Below is an example to watch on the return values of random method of RandomTest class :
[arthas@6099]$ watch RandomTest random "{returnObj}"
Press Q or Ctrl+C to abort.
Affect(class count: 1 , method count: 1) cost in 49 ms, listenerId: 3
method=RandomTest.random location=AtExit
ts=2025-12-28 06:30:08.643; [cost=0.075991ms] result=@ArrayList[
@Double[0.6787309192433806],
]
method=RandomTest.random location=AtExit
ts=2025-12-28 06:30:09.647; [cost=0.02542ms] result=@ArrayList[
@Double[0.35815648410827783],
]
method=RandomTest.random location=AtExit
ts=2025-12-28 06:30:10.648; [cost=0.0272ms] result=@ArrayList[
@Double[0.10915218803808524],
]
2.7 profiler – generate a flame graph using async-profiler
[arthas@6099]$ profiler start --event wall
Profiling started
[arthas@6099]$ profiler stop --format html
OK
profiler output file: /home/ovo/github/BlogTests/java.troubleshooting.thirdparty.tools/arthas-output/20251228-063206.html
[arthas@6099]$
The output of profilling is flame graph in html format :

The details about async-profiler can be found in its github repo :
https://github.com/jvm-profiling-tools/async-profiler
The exhaustive list of arthas commands can be found by below link :
https://arthas.aliyun.com/doc/en/commands.html
Conclusion
BTrace and Arthas are both very powerful open source third party tools for production java process trouble shootings.

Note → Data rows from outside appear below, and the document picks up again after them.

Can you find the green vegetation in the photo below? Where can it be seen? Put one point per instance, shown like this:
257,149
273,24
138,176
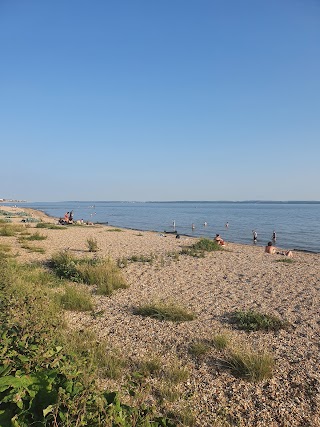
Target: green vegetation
36,236
9,230
165,311
50,226
203,245
92,244
254,321
220,341
75,299
31,248
103,273
285,260
42,381
251,366
199,349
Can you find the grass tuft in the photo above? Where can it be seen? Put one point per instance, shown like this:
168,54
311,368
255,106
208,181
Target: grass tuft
254,321
285,260
75,299
162,311
220,341
199,349
50,226
251,366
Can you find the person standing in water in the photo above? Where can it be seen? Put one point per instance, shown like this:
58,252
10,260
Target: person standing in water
255,236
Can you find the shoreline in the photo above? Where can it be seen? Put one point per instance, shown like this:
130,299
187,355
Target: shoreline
240,277
43,214
288,240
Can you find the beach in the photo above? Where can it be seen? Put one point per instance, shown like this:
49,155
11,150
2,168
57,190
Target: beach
240,277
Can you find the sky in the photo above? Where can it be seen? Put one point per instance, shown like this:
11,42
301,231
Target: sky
160,100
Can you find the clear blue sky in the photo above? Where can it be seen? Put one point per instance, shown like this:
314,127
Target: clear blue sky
160,100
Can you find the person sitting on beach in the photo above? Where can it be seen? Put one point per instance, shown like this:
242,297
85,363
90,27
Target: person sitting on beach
66,217
270,249
219,240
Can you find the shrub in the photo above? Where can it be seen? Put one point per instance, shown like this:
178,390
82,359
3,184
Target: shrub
254,321
199,349
9,230
92,244
149,366
50,226
162,311
251,366
31,248
220,341
65,266
36,236
285,260
102,273
207,245
203,245
176,374
75,299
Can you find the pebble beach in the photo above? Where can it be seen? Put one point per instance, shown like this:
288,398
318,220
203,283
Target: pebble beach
239,277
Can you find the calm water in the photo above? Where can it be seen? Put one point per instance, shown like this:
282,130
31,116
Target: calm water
297,224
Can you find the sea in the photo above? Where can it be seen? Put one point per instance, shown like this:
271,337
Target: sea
297,224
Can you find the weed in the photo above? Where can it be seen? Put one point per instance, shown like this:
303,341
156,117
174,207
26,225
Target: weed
254,321
199,348
50,226
203,245
285,260
75,299
220,341
150,366
176,374
36,236
92,244
251,366
104,274
9,230
162,311
31,248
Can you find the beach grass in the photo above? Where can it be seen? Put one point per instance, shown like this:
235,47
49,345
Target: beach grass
75,299
250,365
254,321
165,311
50,226
92,244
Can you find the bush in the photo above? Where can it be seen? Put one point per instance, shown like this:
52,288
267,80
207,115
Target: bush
100,272
199,349
41,383
251,366
92,244
36,236
75,299
254,321
50,226
104,274
202,246
162,311
220,341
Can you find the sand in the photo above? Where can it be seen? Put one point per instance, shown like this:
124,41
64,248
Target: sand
238,278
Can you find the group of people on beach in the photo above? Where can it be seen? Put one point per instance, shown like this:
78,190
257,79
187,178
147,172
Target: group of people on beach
270,248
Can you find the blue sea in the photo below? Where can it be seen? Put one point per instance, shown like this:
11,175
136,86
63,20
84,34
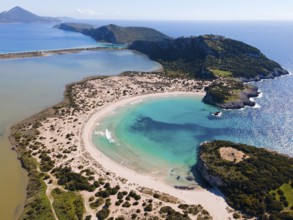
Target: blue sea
159,138
156,130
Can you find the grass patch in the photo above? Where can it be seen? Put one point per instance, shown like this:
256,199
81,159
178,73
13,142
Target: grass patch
67,205
221,73
37,204
284,191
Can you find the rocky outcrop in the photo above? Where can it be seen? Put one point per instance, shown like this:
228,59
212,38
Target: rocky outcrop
114,33
20,15
251,183
75,27
213,180
210,56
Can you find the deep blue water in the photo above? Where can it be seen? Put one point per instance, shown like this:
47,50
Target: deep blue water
160,131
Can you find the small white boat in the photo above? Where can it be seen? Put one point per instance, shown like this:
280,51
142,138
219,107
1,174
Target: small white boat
217,114
109,136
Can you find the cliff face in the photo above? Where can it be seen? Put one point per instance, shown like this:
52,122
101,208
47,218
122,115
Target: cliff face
211,57
230,94
250,183
228,62
75,27
116,34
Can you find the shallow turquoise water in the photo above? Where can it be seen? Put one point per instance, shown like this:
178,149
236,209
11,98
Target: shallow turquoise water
158,136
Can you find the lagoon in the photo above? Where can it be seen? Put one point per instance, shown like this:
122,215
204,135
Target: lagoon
28,86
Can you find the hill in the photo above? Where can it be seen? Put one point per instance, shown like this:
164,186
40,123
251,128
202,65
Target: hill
253,180
210,57
75,27
20,15
228,62
116,34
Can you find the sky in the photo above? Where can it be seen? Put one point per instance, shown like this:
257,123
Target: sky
158,9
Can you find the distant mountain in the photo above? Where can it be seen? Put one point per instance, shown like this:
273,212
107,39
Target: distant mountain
75,27
20,15
115,34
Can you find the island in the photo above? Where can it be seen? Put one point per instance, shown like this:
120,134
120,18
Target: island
253,180
20,15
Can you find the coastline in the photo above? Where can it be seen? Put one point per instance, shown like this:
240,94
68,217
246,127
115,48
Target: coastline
42,53
214,204
48,131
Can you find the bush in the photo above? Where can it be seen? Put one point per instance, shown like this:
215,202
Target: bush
103,214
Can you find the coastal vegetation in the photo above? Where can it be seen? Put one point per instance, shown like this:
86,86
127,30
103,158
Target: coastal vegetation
229,93
115,34
67,205
209,57
65,181
20,15
214,58
253,180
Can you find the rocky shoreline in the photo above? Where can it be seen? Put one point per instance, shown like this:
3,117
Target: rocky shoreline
43,53
49,146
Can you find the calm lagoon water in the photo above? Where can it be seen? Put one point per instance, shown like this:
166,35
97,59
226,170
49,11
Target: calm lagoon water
31,37
30,85
160,139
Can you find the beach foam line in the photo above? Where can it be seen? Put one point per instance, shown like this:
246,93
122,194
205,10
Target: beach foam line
212,202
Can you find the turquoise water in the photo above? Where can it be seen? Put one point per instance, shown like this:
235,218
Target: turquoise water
158,136
270,125
28,86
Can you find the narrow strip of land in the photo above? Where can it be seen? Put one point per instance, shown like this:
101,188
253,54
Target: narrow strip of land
42,53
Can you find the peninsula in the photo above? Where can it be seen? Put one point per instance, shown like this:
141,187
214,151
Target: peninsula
20,15
229,62
115,34
43,53
254,180
69,178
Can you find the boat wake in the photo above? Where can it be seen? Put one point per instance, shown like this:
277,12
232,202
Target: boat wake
106,134
109,137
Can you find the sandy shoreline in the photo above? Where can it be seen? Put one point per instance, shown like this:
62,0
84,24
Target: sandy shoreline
43,53
63,134
214,204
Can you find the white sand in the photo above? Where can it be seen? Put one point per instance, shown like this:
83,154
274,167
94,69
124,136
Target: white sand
215,205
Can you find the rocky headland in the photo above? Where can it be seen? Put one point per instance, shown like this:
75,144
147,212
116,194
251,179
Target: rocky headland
254,180
115,34
228,62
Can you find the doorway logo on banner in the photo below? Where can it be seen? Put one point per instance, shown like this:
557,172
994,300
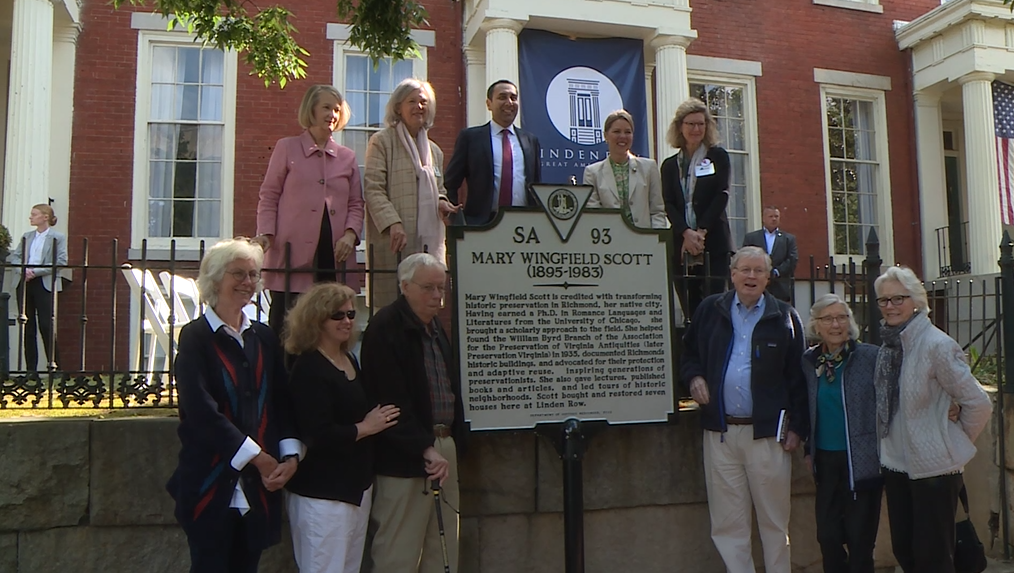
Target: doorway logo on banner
578,100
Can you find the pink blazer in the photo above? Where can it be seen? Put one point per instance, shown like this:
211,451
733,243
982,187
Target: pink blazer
301,181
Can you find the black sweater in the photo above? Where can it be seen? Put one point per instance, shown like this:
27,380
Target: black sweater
328,407
777,380
394,372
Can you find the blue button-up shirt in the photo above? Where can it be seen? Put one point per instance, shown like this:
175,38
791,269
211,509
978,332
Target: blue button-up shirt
736,392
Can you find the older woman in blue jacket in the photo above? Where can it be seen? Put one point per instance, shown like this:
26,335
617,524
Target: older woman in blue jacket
842,447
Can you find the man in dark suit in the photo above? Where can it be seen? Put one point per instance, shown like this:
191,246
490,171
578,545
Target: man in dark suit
781,246
479,158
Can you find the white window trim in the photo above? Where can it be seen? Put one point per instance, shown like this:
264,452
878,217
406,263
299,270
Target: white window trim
861,5
139,210
754,204
419,68
338,33
885,216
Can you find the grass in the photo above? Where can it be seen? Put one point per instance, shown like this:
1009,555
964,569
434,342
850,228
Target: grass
140,399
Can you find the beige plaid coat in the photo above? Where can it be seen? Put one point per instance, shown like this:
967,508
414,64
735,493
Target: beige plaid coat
391,192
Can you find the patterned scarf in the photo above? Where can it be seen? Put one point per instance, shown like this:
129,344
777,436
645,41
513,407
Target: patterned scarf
887,374
828,362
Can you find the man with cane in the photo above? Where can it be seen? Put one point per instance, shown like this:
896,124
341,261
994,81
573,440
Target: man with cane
408,361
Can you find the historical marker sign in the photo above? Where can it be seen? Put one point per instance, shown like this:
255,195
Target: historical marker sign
562,313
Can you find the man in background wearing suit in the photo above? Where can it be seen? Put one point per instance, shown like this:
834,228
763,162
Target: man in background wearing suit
781,246
499,161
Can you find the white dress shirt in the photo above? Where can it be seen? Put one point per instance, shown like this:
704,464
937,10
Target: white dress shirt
518,195
769,238
249,448
35,251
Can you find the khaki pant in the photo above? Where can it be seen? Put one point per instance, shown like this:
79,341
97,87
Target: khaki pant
736,470
407,539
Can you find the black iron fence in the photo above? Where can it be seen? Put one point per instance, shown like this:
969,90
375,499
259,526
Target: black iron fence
116,324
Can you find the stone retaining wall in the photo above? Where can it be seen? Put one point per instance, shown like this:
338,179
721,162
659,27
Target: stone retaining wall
88,496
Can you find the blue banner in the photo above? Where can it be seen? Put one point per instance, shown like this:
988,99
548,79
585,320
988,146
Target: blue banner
568,88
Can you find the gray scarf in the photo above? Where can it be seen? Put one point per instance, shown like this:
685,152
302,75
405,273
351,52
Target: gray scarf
888,373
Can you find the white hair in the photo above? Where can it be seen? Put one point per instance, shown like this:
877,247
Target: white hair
218,258
910,282
407,269
822,304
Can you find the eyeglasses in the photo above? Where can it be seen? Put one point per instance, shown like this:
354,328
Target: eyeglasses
431,289
239,275
895,300
828,320
341,314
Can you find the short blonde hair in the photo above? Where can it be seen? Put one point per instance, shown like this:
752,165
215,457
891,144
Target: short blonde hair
312,97
822,304
910,282
693,105
304,321
392,117
750,253
51,216
618,115
218,258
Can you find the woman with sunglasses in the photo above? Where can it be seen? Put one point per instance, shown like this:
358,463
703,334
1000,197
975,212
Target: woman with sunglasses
920,372
329,500
842,448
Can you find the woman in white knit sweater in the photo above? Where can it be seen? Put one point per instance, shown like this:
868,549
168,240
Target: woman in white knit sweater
921,371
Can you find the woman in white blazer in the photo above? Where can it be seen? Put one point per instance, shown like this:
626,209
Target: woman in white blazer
38,282
626,182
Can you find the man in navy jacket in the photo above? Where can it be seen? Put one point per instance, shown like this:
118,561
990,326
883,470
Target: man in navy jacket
742,365
479,159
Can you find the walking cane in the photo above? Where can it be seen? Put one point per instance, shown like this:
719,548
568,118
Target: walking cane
443,539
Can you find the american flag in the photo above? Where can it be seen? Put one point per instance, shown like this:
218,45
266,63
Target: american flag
1003,114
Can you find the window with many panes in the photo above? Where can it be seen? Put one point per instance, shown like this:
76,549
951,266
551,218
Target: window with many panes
727,103
368,87
854,169
185,130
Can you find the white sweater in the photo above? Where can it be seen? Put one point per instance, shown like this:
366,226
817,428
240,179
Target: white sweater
934,374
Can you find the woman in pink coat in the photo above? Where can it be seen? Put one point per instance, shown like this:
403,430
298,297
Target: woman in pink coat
311,199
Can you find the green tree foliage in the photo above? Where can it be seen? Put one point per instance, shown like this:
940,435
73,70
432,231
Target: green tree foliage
265,36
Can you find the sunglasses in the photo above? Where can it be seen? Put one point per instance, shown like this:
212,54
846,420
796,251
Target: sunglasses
341,314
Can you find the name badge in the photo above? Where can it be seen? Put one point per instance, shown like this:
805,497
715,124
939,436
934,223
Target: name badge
705,167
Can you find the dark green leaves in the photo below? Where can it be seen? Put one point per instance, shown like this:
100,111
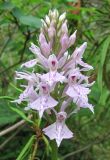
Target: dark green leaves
26,149
6,6
30,20
103,53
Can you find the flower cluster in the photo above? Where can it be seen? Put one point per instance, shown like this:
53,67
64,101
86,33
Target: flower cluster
62,82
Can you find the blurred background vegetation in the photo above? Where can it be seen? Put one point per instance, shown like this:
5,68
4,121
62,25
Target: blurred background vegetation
20,25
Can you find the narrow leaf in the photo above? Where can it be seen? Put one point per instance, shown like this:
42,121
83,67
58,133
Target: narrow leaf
26,148
21,114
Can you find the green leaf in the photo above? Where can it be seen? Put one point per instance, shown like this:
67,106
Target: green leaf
30,20
26,148
21,114
17,12
103,53
6,115
6,97
6,6
18,89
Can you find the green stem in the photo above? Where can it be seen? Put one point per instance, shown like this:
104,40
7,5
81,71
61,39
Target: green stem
54,154
34,151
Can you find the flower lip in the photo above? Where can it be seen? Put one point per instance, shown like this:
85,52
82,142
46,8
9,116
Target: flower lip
44,88
73,77
61,116
53,63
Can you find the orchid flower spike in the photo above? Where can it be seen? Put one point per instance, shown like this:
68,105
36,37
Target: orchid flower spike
61,81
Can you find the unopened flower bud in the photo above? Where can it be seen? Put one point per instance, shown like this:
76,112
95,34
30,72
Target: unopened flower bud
42,38
72,38
62,17
64,28
44,24
64,42
51,32
47,20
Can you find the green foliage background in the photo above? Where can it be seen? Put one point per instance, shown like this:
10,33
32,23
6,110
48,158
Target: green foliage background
20,25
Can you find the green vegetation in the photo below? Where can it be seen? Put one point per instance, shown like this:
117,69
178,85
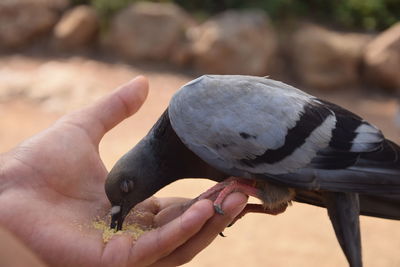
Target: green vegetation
347,14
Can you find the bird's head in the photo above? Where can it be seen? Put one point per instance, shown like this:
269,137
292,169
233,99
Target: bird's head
133,179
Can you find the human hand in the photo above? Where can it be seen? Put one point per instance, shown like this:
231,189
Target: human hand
54,181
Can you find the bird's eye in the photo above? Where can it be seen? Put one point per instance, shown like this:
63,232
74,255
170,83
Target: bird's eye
126,185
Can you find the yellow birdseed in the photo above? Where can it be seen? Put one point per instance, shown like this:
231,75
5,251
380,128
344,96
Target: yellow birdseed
134,230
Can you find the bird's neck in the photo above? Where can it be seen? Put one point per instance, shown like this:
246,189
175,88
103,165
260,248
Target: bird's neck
176,161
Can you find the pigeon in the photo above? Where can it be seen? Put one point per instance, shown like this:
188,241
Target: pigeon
270,140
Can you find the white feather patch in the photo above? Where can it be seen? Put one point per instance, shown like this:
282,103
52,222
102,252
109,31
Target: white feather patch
366,138
303,155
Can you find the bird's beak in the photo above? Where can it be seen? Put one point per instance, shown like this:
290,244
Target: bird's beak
117,217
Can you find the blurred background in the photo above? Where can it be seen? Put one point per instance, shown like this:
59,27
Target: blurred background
59,55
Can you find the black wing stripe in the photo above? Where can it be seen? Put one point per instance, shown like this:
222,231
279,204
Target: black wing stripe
311,118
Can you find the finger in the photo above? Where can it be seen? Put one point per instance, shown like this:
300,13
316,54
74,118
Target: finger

Personally, i prefer Arthas over BTrace.
Because BTrace needs to create scripts firstly and less documented.
Especially, it has to restart the process after diagnostic done in order to get rid of its instruments.
However Arthas is much easier to use and well documented.
Its stop command allows to detach the process and erase its instruments.
No matter which one you prefer, please use it carefully and cautiously validate in the local before using it in the production environment.